Buy enough fish to satisfy the people you're serving. Heavy eaters might need a dozen clams or mussels and 4 ounces of fish, or 5 to 6 large shrimp. Work backwards from there according to your diners’ appetites and your budget.
2. Take a second to pull everything together in one place. Once you start cooking, this dish moves pretty quickly, so “mise en place” here is helpful.
The irony of making fideos is that you don’t really have to buy actual fideos. I break angel hair pasta into 1-inch pieces. For every 8 ounces of noodles (which will serve four normal eaters or two 16-year-old boys), you will need 3 cups of warm broth and 1/2 cup of white wine. This ratio will bring the finished fideos just past the point of al dente. If you like a soupier dish, you can add more liquid but understand that the noodles will keep sucking it up even after you take it off the stove.
You’ll need good olive oil, a chopped allium (my preference is sweet white onion), a diced green pepper (bells are standard, but poblanos are more interesting), a couple of cloves' worth of sliced garlic, and a small can of chopped tomatoes.
For spices and herbs, you’ll need some smoke (a teaspoon pimentón, 1/4 cup chopped Spanish chorizo, or a tablespoon of adobo sauce), a bit of earth (cumin, white pepper, oregano, bay, and/or fresh thyme), and a touch of sweetness (a pinch of either saffron, which is traditional, or a pinch of sugar, which helps round out the acid of the tomatoes).
I like to add a little greenery at the very tail end of the process, so having a cup full of thawed frozen peas or a handful of cilantro or flat parsley at the ready here will be helpful.
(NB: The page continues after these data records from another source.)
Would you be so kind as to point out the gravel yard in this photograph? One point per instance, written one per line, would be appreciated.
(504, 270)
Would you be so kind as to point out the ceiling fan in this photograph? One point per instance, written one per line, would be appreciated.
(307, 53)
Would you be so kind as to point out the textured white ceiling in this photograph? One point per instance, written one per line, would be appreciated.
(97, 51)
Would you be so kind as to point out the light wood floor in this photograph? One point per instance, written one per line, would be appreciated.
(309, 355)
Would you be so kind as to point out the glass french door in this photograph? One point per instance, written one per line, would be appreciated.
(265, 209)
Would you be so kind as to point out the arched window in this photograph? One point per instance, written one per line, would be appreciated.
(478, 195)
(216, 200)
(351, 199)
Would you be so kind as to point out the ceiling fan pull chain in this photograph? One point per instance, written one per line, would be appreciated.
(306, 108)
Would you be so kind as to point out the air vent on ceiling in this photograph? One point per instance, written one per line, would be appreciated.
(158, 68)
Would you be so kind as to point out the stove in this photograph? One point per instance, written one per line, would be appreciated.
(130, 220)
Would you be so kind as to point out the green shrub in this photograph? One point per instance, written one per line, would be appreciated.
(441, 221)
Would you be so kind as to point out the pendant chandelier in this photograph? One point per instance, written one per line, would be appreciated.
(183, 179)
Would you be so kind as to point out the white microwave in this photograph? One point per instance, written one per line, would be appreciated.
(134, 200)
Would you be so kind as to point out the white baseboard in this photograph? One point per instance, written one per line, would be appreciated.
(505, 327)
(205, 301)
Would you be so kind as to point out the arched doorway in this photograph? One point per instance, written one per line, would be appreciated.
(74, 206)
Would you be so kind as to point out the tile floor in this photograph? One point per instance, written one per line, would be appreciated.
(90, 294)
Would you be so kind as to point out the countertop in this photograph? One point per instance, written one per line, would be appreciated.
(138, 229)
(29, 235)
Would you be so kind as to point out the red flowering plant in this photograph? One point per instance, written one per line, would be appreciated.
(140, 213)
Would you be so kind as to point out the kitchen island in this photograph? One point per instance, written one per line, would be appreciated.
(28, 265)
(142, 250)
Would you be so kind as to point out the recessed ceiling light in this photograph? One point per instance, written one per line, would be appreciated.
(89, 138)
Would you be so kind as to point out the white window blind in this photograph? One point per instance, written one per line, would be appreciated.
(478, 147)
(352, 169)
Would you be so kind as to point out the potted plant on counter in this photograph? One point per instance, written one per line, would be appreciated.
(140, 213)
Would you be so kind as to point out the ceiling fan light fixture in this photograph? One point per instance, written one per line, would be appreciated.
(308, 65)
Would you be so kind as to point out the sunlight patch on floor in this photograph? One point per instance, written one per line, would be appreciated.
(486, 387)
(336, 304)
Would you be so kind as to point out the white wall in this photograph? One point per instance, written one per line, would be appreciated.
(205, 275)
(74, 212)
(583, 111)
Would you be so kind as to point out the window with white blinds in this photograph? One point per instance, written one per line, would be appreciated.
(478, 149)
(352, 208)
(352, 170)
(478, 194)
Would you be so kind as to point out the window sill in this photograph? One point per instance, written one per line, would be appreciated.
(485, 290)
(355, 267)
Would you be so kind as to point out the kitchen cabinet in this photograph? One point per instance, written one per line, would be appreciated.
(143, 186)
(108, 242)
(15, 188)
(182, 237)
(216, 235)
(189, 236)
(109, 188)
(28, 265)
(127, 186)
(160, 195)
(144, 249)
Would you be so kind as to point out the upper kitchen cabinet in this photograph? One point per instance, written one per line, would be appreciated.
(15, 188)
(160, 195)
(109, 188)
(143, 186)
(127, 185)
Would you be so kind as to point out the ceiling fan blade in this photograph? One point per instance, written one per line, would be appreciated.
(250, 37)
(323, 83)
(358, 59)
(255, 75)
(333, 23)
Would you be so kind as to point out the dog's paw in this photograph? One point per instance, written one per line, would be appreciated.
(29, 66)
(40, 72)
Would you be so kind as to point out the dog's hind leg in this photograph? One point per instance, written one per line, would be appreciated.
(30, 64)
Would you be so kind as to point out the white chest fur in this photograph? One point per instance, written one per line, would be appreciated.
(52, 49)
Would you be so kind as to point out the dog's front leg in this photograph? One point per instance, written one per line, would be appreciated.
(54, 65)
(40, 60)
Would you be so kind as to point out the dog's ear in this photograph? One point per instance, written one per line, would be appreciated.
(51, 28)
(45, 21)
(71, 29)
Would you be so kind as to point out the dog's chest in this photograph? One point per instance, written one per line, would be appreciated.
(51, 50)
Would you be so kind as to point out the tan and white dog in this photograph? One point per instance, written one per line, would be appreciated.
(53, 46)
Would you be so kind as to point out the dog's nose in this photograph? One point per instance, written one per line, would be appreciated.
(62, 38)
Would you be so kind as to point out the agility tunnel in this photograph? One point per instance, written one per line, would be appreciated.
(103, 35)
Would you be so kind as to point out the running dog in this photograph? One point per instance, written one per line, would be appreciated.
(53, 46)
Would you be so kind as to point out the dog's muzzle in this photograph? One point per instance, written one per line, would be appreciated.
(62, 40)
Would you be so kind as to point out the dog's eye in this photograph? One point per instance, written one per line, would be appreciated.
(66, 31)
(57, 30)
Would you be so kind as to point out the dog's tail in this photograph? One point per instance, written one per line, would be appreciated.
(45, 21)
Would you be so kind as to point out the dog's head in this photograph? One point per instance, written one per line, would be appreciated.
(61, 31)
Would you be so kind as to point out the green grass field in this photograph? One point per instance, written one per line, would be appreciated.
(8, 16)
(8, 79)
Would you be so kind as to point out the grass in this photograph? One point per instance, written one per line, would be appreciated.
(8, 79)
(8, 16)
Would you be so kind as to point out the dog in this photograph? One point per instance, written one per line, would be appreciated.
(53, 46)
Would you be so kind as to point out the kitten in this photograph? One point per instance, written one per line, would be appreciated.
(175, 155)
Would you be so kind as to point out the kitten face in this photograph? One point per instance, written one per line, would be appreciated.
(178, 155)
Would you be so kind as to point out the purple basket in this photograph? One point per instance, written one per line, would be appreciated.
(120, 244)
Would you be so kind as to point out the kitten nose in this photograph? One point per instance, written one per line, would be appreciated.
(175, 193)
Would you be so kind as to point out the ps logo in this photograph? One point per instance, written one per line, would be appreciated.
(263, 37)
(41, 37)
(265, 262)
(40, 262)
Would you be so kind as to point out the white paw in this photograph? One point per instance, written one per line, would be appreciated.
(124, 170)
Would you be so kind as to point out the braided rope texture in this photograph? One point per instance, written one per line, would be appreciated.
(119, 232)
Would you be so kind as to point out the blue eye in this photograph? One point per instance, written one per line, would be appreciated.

And have a lemon to squeeze, in case you think a bit of brightness could do it some good.
3. Brown the noodles. This is actually the secret of the dish. By cooking the noodles in a glug of olive oil in a heavy pan until they are golden brown, you’re adding a nutty note and infusing them with fat that will help carry the flavors that are added later on in the process. Don’t skip this step. It takes less than 5 minutes.
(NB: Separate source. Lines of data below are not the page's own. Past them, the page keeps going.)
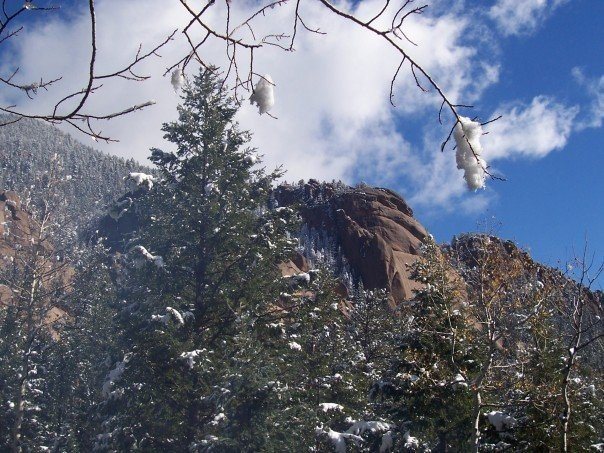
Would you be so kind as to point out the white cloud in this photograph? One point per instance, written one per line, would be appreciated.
(594, 88)
(525, 131)
(331, 95)
(531, 131)
(517, 17)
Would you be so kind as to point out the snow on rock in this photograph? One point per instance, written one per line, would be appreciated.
(263, 94)
(501, 421)
(114, 375)
(326, 407)
(120, 208)
(468, 152)
(176, 315)
(141, 179)
(177, 80)
(298, 279)
(142, 256)
(360, 427)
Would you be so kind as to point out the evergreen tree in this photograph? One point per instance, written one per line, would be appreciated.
(200, 277)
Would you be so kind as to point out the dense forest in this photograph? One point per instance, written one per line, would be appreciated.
(191, 338)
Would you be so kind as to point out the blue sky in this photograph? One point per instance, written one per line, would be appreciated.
(551, 205)
(537, 62)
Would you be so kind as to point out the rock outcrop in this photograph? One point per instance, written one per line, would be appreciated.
(374, 227)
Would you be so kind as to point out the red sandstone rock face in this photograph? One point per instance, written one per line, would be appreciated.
(374, 227)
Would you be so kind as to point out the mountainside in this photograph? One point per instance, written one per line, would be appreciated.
(219, 311)
(90, 179)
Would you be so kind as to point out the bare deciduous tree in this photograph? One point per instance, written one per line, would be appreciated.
(242, 41)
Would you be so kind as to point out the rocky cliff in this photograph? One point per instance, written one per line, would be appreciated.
(374, 229)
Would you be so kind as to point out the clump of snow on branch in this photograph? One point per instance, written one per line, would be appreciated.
(190, 356)
(114, 375)
(410, 441)
(387, 442)
(142, 256)
(295, 346)
(326, 407)
(141, 179)
(468, 152)
(459, 382)
(501, 421)
(177, 80)
(171, 313)
(373, 426)
(354, 433)
(338, 440)
(264, 95)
4. Build your flavor. Lower the heat and sweat the onions and peppers in with the pasta for a few minutes. Stir in the garlic, cooking it only until you smell it. Add the wine and allow it simmer off before you stir in your chosen smoky element, a total of 2 teaspoons of spices and herbs, a teaspoon of salt, and the can of tomatoes. Bring the sauce to a full boil and add broth and saffron or sugar.
5. Slip in the seafood at the right time. This step takes a bit of calculation. You have to understand how quickly your seafood will cook in relation to how long the noodles will take to become tender.
The noodles take about 10 minutes to finish cooking. Generally, white fish braises (that is what we’re doing here) at a rate of 10 minutes per inch of thickness. So nestle those fillets into the pan as soon as the sauce comes back to a boil. Littlenecks can take up to 7 minute to open, so they go in next. Mussels generally open in five minutes. And shrimp cooks in two.
6. Don’t be afraid to stir. Unlike paella makers who have to sit on their hands to refrain from stirring the rice in hopes of getting a lovely crust on the bottom, we fideo lovers can move things around at our leisure. It’s actually encouraged, as it helps the shellfish cook evenly.
7. Serve immediately. This is one of those dishes best eaten directly out of the pan. But before you put it on the table, remove any unopened mollusks, taste to see if it needs a shot of acid, and sprinkle around a bit of something herby and green.